Bem, pode ter sido uma grande "loucura", mas dificilmente chegará aos pés do que o nova-iorquino George Boldt preparou para a sua esposa, Louise…

Ambos viveram durante os primeiros anos do século XX, em Nova Iorque, e eram MUITO apaixonados. Por sorte, George era um homem financeiramente bastante abastado, por isso não punha limites à sua imaginação quando o assunto era surpreender a mulher!

Para celebrar o aniversário de Louise (e do Dia de São Valentim, já que a esposa nasceu em 14 de fevereiro), o Sr. Boldt decidiu materializar todo o amor que sentia com um gesto que só se vê em contos de fada: comprou uma ilha inteira em homenagem à esposa!

ilha hart história romântica

Conhecida como ilha Hart, ou por alguns como “ilha do Coração”, esta nova propriedade prometia ser um “templo” de amor e tranquilidade para o casal.

Mas, a vida dá voltas, e algumas podem não ser nada divertidas… Em 1904, aos 41 anos, a mulher de George morre devido a um problema cardíaco, pondo fim ao conto de fadas que viviam.

Em grande depressão, o Sr.
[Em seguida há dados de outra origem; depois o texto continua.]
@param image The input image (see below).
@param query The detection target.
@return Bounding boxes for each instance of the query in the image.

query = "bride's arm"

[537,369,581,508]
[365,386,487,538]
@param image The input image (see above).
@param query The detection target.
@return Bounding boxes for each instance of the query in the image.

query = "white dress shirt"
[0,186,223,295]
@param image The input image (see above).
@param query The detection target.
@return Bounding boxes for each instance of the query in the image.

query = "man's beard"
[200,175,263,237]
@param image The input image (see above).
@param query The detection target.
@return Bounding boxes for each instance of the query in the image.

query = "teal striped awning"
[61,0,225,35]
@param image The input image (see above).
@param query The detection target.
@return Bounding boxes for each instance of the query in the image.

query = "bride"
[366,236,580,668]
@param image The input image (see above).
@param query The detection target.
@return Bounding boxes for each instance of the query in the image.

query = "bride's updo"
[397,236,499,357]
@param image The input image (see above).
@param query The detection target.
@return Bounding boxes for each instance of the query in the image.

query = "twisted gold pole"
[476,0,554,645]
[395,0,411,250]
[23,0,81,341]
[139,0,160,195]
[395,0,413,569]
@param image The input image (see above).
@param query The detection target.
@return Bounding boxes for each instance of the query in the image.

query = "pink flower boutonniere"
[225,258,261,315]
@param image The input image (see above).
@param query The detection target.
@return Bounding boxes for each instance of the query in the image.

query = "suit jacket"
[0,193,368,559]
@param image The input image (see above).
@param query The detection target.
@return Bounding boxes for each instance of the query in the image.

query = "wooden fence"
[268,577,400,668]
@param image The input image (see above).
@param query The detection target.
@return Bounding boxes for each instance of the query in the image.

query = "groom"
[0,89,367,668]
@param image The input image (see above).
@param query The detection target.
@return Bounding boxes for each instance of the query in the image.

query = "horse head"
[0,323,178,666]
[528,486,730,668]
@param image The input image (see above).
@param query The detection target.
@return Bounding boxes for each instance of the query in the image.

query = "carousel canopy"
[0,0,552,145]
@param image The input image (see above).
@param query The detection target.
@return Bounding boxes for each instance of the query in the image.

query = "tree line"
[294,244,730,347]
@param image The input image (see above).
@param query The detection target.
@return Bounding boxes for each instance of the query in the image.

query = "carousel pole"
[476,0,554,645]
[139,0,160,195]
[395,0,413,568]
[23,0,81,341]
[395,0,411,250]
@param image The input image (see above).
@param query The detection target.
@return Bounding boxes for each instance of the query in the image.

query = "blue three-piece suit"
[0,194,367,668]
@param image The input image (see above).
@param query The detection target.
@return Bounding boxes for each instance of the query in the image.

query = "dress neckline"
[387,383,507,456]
Boldt ordena que as obras do castelo que mandara construir no centro da ilha fossem canceladas e nunca mais voltou a pôr os pés naquele lugar…

Mas, em 1977, inspirados pela história de amor frustrada do casal Boldt, a empresa Thousand Island Bridge comprou a ilha e deu continuidade ao projeto inicial de George, terminando de construir o castelo e todos os outros atrativos previstos para a propriedade.

Atualmente, a ilha Hart  - sim, soa mesmo a heart (“coração”, em inglês) – é considerada um dos marcos mais românticos do estado de Nova York! Uma parada obrigatória para todos aqueles que acreditam no amor, mesmo que seja para além desta vida…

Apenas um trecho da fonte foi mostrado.